My stance was, and still is, that everyone should be using a credit card for their purchases and then paying it off each month to avoid any interest payments or fees.
This is all under the assumption that you’re not actually using the credit card as a way to take on debt. I’m talking about using it as a convenient form of payment and as a substitute for cash and debit cards.
Oddly enough, less than a week after that discussion, an item I had purchased 2 months ago broke. I can only assume there was a manufacturing error, because this item would typically last for years.
I called the store that I had bought it from and they coldly informed me that it was beyond the 30 day return period. I told them that’s fine, and they’ll be hearing from my credit card company.
Most credit cards offer consumer protection guarantees, and allow you to dispute charges even if an item is past its return period. Fortunately for me (and you), most credit card companies are a lot bigger than your average retailer, and they’re essentially able to “push” them around to get what they want.

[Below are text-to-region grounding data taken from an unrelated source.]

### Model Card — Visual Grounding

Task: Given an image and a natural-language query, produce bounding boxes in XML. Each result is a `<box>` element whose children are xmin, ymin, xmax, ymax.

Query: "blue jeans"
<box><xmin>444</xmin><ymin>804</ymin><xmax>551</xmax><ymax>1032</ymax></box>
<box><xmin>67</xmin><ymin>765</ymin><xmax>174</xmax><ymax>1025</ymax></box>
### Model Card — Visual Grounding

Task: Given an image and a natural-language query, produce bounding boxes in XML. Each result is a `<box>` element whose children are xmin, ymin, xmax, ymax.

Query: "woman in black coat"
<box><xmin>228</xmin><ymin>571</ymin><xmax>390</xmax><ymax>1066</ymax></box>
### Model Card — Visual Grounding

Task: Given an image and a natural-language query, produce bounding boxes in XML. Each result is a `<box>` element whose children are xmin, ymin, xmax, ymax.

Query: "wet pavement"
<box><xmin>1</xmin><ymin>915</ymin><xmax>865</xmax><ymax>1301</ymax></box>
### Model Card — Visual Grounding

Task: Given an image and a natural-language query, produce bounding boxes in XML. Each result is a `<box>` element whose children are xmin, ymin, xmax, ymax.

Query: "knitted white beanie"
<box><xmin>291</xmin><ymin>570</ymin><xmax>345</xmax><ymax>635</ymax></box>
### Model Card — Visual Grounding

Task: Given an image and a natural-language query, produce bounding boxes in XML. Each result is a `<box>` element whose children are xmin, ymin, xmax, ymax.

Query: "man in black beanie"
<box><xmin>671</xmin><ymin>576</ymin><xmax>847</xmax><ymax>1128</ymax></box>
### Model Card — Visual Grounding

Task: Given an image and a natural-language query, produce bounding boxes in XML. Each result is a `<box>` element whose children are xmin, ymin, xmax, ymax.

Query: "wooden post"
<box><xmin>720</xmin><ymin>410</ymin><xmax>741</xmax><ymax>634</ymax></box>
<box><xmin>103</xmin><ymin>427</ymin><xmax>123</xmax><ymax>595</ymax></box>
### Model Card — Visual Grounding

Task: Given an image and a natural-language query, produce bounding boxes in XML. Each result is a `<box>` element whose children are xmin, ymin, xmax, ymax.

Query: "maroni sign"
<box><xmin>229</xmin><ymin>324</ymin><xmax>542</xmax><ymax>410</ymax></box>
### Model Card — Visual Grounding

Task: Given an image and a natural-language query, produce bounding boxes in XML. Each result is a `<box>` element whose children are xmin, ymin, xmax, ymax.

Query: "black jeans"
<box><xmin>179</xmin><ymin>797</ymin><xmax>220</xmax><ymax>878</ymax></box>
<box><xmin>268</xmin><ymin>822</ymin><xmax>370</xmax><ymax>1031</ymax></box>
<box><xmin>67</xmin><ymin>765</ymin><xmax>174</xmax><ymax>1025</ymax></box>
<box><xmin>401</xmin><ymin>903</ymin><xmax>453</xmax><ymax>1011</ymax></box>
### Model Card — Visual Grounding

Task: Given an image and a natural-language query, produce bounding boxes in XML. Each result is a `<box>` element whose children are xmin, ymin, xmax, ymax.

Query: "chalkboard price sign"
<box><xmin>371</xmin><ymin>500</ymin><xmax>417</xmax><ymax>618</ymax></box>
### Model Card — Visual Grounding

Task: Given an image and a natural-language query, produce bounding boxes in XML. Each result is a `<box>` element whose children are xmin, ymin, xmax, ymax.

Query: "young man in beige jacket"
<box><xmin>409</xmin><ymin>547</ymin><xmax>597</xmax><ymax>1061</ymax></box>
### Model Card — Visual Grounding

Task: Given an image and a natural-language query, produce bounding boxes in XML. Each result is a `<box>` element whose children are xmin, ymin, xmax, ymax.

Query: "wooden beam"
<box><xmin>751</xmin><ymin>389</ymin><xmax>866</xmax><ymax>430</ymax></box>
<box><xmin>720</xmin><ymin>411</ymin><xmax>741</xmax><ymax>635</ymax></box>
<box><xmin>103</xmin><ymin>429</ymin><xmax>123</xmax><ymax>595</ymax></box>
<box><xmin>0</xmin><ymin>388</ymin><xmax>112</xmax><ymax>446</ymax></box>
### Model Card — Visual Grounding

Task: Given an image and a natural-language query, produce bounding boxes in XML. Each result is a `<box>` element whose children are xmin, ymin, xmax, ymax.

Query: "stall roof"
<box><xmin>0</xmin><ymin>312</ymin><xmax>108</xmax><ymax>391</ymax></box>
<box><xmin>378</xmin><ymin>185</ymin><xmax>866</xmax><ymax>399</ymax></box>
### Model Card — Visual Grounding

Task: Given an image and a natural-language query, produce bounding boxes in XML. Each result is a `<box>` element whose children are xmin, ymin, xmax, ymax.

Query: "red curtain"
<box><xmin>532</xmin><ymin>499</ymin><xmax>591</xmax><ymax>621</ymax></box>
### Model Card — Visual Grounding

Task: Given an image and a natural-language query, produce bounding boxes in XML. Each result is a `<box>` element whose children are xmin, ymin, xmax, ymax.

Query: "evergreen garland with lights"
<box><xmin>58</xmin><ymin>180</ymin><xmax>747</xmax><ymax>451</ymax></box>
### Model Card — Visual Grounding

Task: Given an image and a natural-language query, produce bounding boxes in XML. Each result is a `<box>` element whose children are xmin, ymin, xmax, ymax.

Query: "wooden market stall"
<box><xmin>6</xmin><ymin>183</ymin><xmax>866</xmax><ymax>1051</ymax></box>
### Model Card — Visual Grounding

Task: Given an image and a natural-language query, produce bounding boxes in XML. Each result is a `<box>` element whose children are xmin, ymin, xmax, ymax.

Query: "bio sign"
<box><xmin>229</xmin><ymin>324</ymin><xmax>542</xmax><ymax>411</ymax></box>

In the end, the credit card company chose to accept my dispute and refunded my card for the full amount of the purchase. They didn’t ask me for a receipt. They didn’t ask me to see the broken item. They simply refunded my money within 5 days of the dispute being filed.
So why not let your credit card company work for you…
One extra benefit: credit card companies often offer extended warranties on electronics and other items. Laptops usually come with a one year manufacturer’s warranty for example. Did you know that purchasing your laptop with some credit cards will automatically extend that warranty by a year?